You are viewing a plain text version of this content. The canonical link for it is here.

Posted to user@nutch.apache.org by Bai Shen <ba...@gmail.com> on 2012/01/12 17:41:35 UTC

Fetching large files

I'm using nutch in distributed mode.  I'm crawling large files(a bunch of
videos), and when the fetcher map job goes to merge the spill files in
order to send to the reduce I'm getting an OOM exception.  It appears to be
because the merge is attempting to merge the data from all of the fetched
files in memory.

Has anyone else run into this problem?

Thanks.

Re: Fetching large files

Posted by Bai Shen <ba...@gmail.com>.

I could, but it's still possible that I'd run into this problem later.

The issue is that the map job merges the output from the spill files into
one file to send to the reduce job.  When it does this, it attempts to
bring the entire output into memory before writing out to the single file.
As such, if you have more fetched content than allocated for the job heap,
you get an OutOfMemoryException.

And no, I'm not having any other problems parsing the segments.

On Thu, Jan 12, 2012 at 4:51 PM, Lewis John Mcgibbney <
lewis.mcgibbney@gmail.com> wrote:

> Is it possible for you to fetch smaller segments, parse them, then merge
> incrementally rather than attempting to merge several larger segments at
> once?
>
> Are you getting any IO problems when parsing the segments? If so this may
> be an early warning light to attack the problem from another angle.
>
> On Thu, Jan 12, 2012 at 4:41 PM, Bai Shen <ba...@gmail.com> wrote:
>
> > I'm using nutch in distributed mode.  I'm crawling large files(a bunch of
> > videos), and when the fetcher map job goes to merge the spill files in
> > order to send to the reduce I'm getting an OOM exception.  It appears to
> be
> > because the merge is attempting to merge the data from all of the fetched
> > files in memory.
> >
> > Has anyone else run into this problem?
> >
> > Thanks.
> >
>
>
>
> --
> *Lewis*
>

Re: Fetching large files

Posted by Lewis John Mcgibbney <le...@gmail.com>.

Is it possible for you to fetch smaller segments, parse them, then merge
incrementally rather than attempting to merge several larger segments at
once?

Are you getting any IO problems when parsing the segments? If so this may
be an early warning light to attack the problem from another angle.

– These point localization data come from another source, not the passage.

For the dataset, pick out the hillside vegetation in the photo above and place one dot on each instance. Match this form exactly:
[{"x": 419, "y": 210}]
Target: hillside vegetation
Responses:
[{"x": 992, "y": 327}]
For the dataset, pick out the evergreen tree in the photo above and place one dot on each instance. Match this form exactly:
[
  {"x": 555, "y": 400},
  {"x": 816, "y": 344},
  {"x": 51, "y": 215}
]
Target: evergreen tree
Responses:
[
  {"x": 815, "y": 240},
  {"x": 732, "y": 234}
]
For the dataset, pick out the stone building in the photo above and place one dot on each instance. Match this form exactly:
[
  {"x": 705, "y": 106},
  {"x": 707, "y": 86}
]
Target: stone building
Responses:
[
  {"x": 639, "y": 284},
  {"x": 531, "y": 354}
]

On Thu, Jan 12, 2012 at 4:41 PM, Bai Shen <ba...@gmail.com> wrote:

> I'm using nutch in distributed mode.  I'm crawling large files(a bunch of
> videos), and when the fetcher map job goes to merge the spill files in
> order to send to the reduce I'm getting an OOM exception.  It appears to be
> because the merge is attempting to merge the data from all of the fetched
> files in memory.
>
> Has anyone else run into this problem?
>
> Thanks.
>

-- 
*Lewis*